The integral of v(t) dt gives us the displacement, which represents the distance traveled.
∫(38 - 2t) dt = [38t - t^2/2] evaluated from 0 to 19
[38 * 19 - (19^2/2)] - [38 * 0 - (0^2/2)]
[722 - (361/2)] - [0 - 0]
722 - (361/2)
722 - 180.5
541.5 feet
c. To find the time it takes for the object to travel half the distance calculated in part b, we divide the distance traveled by 2 and solve for t.

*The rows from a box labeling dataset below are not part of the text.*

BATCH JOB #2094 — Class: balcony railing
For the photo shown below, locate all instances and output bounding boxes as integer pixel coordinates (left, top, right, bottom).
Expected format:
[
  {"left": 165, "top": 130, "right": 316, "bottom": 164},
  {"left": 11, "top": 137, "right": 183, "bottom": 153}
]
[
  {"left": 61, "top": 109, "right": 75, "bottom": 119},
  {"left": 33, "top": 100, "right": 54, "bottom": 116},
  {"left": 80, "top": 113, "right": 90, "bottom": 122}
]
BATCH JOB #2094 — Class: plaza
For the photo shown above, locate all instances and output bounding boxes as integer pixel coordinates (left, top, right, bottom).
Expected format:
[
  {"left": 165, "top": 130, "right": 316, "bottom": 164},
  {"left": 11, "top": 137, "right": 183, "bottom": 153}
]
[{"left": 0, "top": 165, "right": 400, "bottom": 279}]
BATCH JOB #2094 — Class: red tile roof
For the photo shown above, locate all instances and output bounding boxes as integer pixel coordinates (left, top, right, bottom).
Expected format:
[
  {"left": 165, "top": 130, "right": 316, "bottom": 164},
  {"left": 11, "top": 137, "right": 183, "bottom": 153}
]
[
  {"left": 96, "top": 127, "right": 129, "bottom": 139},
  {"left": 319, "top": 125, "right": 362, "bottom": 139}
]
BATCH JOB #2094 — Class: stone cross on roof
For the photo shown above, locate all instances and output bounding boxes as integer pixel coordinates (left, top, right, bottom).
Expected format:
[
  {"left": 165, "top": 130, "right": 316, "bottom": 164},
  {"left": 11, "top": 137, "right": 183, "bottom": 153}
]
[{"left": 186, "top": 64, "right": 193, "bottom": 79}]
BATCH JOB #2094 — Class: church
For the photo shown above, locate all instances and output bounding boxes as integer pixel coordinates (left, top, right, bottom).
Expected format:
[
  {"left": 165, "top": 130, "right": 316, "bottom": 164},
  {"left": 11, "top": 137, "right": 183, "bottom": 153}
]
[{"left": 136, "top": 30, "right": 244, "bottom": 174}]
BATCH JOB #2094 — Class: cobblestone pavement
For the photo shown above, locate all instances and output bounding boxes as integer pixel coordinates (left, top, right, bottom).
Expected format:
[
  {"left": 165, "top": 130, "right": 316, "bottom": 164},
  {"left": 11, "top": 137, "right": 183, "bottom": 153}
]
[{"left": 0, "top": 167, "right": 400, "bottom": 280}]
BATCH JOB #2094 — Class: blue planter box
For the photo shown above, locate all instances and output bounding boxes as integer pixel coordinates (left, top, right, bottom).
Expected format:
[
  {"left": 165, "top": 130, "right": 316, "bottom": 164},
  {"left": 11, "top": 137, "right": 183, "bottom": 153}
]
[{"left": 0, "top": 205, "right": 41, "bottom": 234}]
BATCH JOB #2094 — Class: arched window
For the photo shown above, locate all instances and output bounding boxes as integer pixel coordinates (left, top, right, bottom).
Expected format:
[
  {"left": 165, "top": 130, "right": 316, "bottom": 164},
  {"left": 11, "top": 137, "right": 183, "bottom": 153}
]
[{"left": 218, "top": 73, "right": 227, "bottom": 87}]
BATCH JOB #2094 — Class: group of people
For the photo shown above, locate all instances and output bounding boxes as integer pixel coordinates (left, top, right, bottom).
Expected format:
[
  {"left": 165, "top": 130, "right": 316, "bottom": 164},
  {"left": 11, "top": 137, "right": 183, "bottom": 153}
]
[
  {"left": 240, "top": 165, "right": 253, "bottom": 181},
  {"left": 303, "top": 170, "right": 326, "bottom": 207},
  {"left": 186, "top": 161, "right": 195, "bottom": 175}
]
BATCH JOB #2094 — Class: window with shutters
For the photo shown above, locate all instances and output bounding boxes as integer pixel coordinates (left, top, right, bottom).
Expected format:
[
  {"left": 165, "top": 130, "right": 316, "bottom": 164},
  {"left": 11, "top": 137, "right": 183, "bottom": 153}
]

Distance traveled in part b = 541.5 feet
(541.5) / 2 = 270.75 feet
Now we need to set up the equation:
270.75 = 38t - t^2/2
Rearrange the equation:
t^2 - 38t + 541.5 = 0
Now we can solve this quadratic equation using the quadratic formula or factoring techniques.
Using the quadratic formula:
t = (-(-38) ± sqrt((-38)^2 - 4 * 1 * 541.5)) / (2 * 1)
Simplifying:
t = (38 ± sqrt(1444 - 2166)) / 2
t = (38 ± sqrt(-722)) / 2
Since the square root of a negative number is not a real number, there are no real solutions to this equation. Therefore, the object does not travel half the distance in part b.